Now, we've had this discussion before, the one about the difference between black raspberries and blackberries, but I imagine it bears repeating, since a large part of the world has apparently never heard of a black raspberry.
They are two different species, and have very different flavors.
This is the Rubus occidentalis, or the black raspberry, that I have in my yard. They are much smaller than blackberries, rounder, and when you pick them, they readily separate from their core thingy, or
From Wikipedia: The black fruit makes them look like blackberries, though this is only superficial, with the taste being unique and not like either the red raspberry or the blackberry. In much of the Mid-Atlantic United States, black raspberries are simply called blackberries, even though they are not. (Could the writer of this article be implying that those people in the Mid-Atlantic don't quite have all their faculties? Maybe.)
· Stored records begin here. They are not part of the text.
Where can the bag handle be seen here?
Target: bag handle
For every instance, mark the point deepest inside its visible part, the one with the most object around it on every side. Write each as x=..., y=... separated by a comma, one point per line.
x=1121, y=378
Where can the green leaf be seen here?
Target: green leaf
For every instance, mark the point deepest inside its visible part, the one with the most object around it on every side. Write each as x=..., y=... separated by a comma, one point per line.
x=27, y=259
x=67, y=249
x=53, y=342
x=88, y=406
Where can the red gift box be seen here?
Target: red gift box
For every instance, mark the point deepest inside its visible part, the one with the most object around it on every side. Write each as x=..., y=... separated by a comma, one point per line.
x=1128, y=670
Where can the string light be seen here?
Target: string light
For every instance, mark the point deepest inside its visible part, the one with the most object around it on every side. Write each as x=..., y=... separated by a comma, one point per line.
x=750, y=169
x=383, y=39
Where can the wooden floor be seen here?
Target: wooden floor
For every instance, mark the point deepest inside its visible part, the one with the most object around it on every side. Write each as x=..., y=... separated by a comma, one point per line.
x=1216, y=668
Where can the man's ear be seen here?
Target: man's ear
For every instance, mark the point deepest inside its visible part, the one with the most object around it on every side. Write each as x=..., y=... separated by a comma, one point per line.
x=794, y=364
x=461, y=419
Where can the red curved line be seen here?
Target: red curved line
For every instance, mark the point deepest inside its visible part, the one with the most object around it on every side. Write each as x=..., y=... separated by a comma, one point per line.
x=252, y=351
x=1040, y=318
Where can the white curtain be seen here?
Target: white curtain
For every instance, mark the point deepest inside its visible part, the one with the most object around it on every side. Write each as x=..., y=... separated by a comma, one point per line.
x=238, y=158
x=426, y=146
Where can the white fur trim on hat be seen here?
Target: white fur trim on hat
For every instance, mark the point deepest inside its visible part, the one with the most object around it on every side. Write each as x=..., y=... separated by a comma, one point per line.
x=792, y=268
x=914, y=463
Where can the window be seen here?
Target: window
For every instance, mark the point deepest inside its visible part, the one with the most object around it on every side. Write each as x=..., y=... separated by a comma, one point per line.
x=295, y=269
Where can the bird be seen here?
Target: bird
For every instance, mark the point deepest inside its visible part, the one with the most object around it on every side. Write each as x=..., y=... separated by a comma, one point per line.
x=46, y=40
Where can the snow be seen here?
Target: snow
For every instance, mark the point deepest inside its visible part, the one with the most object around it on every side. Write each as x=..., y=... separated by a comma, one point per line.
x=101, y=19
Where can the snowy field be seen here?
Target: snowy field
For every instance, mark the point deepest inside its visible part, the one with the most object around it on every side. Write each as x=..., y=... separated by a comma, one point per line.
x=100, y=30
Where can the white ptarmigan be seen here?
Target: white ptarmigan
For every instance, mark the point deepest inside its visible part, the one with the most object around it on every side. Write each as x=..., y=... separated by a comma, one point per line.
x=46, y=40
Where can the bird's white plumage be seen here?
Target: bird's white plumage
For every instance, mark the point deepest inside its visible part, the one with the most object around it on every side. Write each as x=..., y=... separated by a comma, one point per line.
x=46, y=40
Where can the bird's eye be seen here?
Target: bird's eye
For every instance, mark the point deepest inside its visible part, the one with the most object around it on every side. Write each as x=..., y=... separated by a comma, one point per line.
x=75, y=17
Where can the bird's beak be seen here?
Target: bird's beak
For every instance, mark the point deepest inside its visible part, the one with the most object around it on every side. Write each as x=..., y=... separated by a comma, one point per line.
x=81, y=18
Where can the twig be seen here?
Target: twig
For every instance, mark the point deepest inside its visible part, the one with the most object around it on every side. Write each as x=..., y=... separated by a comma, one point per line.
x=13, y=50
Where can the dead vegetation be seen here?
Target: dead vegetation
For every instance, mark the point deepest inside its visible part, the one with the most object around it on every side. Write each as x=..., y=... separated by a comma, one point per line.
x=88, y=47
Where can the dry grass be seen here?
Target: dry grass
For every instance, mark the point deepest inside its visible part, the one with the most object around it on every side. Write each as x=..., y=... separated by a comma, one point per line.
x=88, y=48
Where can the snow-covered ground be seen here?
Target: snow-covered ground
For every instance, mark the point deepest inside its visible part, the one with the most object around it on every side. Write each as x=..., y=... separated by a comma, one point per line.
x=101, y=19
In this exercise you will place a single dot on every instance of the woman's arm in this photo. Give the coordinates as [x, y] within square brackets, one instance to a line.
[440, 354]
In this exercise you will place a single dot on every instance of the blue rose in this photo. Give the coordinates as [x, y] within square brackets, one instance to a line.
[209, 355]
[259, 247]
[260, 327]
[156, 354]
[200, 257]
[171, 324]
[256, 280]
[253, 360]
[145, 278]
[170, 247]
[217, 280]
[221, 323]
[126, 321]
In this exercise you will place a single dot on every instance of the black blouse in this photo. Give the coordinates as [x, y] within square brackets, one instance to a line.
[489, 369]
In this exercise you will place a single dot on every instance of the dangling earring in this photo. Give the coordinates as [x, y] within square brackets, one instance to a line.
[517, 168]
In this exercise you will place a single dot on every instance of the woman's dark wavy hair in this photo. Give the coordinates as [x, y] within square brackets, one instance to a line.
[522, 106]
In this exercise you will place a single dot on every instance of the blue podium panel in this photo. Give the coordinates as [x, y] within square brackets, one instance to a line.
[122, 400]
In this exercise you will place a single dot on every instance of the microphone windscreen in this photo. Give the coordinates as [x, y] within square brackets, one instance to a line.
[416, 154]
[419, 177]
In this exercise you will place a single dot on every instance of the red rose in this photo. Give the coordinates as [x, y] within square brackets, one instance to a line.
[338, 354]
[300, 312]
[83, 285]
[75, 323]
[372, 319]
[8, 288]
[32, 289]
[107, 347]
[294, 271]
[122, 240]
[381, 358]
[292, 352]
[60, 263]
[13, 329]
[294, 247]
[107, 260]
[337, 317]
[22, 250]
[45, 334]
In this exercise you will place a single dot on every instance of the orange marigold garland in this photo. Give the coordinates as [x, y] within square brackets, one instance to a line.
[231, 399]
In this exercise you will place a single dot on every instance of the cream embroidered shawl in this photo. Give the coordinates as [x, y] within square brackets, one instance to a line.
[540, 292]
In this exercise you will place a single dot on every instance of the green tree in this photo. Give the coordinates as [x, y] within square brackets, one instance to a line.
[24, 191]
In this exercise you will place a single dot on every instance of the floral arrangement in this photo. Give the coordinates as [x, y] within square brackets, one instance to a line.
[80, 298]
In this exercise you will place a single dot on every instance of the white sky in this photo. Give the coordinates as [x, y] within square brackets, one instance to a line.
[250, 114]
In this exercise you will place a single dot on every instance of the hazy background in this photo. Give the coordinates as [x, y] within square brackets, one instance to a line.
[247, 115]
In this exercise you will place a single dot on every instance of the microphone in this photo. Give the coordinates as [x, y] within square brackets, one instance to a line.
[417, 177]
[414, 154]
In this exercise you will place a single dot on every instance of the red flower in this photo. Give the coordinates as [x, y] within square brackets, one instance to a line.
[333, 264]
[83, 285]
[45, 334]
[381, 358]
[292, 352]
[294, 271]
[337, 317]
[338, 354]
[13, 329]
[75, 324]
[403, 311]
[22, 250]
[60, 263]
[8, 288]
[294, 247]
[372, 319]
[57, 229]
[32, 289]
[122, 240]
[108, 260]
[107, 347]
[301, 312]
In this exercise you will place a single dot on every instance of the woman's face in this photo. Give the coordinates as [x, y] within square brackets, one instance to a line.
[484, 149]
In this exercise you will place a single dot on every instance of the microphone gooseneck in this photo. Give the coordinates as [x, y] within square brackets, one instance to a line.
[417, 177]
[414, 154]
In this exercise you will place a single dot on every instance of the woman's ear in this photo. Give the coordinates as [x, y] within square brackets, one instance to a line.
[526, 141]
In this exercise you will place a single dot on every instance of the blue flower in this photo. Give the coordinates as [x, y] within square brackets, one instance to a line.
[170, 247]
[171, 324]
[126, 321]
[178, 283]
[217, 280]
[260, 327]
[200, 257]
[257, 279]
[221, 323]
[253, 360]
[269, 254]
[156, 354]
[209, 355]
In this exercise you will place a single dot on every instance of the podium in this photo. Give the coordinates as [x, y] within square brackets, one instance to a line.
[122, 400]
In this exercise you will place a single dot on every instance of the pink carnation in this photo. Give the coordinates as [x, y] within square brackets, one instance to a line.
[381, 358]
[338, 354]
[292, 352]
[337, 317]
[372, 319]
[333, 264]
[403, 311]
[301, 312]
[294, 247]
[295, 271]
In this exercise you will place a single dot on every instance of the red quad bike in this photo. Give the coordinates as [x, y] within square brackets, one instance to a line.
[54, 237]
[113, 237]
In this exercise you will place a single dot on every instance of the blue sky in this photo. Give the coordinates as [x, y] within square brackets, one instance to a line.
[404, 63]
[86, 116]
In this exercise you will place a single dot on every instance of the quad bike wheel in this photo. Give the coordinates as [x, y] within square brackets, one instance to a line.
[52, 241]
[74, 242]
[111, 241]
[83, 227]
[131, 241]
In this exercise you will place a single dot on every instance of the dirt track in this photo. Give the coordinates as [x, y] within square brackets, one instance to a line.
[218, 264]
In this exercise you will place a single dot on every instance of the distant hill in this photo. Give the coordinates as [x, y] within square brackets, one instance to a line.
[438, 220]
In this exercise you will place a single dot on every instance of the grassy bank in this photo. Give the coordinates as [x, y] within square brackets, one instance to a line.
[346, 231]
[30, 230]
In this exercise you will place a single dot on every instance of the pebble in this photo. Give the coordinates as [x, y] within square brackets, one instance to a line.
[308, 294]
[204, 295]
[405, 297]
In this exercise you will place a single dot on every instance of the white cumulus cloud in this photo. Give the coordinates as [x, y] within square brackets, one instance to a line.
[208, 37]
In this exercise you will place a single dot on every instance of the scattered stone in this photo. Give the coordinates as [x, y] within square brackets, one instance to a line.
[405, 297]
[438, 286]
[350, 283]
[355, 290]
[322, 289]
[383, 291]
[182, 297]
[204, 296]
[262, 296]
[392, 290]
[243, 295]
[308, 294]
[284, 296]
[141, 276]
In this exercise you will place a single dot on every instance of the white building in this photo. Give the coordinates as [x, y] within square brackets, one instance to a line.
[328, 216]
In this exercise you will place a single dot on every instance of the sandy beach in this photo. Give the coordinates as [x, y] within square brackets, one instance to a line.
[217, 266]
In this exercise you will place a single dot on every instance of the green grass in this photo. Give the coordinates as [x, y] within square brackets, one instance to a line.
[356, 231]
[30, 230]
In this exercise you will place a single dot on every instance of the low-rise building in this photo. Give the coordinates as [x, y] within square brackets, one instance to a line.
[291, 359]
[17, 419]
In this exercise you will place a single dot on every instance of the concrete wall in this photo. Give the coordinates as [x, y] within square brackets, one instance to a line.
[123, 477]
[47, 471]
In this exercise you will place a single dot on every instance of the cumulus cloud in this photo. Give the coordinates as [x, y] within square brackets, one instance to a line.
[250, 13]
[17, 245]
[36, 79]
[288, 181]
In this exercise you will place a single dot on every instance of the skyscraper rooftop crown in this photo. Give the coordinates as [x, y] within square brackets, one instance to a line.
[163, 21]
This is a BlackBerry. Please note the capital B in the middle of the word, which tells you that you would want to avoid putting this into your pie. Putting it into your washing machine should be avoided, too. #soresubject
These are really blackberries. Without a side-by-side comparison photo, it's hard to see that these are much bigger and more oval than black raspberries. They are juicier, I guess, and though I have hardly ever eaten any blackberries in my life because I usually find them too bitter, I think they have no seeds, but they DO have their core, or botanically speaking, the carpel, inside. Black raspberries leave their carpel on the stem when you pick them. Or put another way, as Wikipedia does, they are "readily separated from their carpel."
What is a carpel, you ask? Before you click on this link, be aware that it is a highly x-rated drawing. Some people might be alarmed and dismayed to know how sexual their fruit really is.
Personally, I like having my berry separated from my carpel as often as possible black raspberries much more than blackberries. I find them so much more flavorful. They do have a metric tonne of seeds in them per quart, though, which can be annoying as hell in something like a pie.
But the flavor is worth every crunchy, OH MY GOD AM I GOING TO HAVE TO GO TO THE DENTIST FOR A CROWN NOW? bite.
*Well, July 5th is a Tuesday, and Mr. Jefferies objects to talking about pie on his day, unless it's RABBIT PIE, so July 4th it is... Happy Pie Independence Day!